Nos similitudes et notre désir inné d’aider nos voisins est quelque chose que j’ai remarqué au cours de l’année écoulée, et j’ai été honoré en tant que chef religieux de voir comment la nation s’est ralliée pendant la pandémie, se soutenant mutuellement – ce qui fait rarement la une des journaux. La force intrinsèque du peuple britannique est quelque chose à crier.

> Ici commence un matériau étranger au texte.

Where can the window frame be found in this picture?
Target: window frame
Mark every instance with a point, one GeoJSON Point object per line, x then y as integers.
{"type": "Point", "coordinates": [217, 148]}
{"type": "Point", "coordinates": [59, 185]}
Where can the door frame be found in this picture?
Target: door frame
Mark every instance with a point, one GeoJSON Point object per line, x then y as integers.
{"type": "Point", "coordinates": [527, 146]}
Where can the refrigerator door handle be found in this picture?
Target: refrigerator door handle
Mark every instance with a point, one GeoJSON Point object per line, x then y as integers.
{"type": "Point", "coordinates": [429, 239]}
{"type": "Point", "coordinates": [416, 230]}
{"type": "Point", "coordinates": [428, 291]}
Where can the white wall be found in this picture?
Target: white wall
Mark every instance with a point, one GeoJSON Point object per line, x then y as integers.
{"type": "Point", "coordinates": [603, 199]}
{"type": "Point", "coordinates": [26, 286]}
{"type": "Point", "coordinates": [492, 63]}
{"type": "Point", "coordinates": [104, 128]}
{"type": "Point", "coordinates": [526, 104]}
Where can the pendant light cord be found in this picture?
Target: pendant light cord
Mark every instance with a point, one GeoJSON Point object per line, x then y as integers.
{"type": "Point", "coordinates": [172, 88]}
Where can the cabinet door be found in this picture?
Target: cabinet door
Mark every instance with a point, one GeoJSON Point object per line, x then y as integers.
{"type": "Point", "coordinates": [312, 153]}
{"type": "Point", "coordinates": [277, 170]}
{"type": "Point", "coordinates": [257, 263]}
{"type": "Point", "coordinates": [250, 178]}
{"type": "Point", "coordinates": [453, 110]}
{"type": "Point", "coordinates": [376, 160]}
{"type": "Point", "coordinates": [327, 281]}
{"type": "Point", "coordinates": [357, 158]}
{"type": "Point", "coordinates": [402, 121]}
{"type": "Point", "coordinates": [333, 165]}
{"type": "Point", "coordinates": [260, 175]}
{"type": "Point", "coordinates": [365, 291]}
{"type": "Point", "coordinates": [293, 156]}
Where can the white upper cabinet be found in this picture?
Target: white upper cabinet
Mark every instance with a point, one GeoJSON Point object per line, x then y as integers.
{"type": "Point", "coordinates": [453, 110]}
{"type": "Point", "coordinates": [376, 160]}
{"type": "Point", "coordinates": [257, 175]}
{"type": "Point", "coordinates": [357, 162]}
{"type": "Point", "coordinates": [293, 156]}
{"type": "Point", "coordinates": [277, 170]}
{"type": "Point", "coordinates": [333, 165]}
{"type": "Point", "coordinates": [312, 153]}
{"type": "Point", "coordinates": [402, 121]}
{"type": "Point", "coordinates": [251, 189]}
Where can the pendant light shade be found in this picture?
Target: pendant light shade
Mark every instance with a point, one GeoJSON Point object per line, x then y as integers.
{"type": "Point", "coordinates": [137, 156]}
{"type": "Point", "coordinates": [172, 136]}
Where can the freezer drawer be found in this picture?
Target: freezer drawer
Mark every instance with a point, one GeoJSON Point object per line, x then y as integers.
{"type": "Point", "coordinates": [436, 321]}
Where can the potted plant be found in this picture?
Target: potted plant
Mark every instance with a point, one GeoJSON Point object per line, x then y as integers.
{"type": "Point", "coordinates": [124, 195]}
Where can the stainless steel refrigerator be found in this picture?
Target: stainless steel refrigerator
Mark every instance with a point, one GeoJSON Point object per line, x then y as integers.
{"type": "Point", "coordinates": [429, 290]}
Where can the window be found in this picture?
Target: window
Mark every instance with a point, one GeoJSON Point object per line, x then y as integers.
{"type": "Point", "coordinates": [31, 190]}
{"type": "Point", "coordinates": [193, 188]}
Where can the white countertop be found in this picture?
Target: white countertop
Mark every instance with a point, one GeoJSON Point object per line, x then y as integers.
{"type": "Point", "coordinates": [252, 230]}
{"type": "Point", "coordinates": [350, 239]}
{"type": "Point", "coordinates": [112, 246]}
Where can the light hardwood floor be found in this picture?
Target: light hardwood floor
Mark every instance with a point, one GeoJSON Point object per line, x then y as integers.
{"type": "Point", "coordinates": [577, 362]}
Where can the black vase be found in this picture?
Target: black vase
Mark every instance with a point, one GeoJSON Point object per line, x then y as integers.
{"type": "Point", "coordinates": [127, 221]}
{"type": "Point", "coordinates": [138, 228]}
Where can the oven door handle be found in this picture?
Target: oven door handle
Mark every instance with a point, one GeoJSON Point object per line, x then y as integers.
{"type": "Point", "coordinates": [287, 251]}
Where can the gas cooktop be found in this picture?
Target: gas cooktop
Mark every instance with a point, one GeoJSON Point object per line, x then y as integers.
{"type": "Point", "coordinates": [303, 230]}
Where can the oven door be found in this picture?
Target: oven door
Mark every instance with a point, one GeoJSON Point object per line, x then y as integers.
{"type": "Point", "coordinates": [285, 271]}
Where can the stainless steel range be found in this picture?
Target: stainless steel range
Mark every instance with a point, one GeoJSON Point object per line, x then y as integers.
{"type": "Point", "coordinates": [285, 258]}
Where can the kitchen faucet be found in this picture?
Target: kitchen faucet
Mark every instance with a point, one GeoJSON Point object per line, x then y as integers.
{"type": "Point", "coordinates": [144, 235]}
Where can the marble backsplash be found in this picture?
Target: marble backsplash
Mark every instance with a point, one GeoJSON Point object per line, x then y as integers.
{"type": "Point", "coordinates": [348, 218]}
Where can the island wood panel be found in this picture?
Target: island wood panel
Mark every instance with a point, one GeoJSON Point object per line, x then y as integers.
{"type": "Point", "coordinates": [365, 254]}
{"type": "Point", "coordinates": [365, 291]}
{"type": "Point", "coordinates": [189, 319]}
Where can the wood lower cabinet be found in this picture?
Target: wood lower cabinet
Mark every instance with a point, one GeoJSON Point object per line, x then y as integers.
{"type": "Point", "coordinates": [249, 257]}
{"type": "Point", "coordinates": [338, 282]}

Mais comme nous l’avons également vu au cours des derniers mois, la liberté d’expression est quelque chose à respecter et nous devons être conscients de la façon dont elle affecte les diverses communautés à travers le pays pour nous assurer que notre lien en tant que société est maintenu et renforcé. Nous pouvons remettre en question les opinions de chacun, mais le faire avec tolérance et compassion. Nous ne voulons pas attiser les flammes de l’islamophobie ou de toute autre rhétorique antireligieuse, et pouvons empêcher cela en nous renseignant sur les différences les uns des autres, car nous sommes tous britanniques, quelle que soit notre race ou notre religion.

En tant qu’imam, je parle aujourd’hui à ma congrégation de la raison pour laquelle la Saint-Georges devrait être un jour où tout le monde réfléchit sur l’année écoulée et reconnaît à quel point nous sommes unis par notre identité commune – être fièrement britanniques.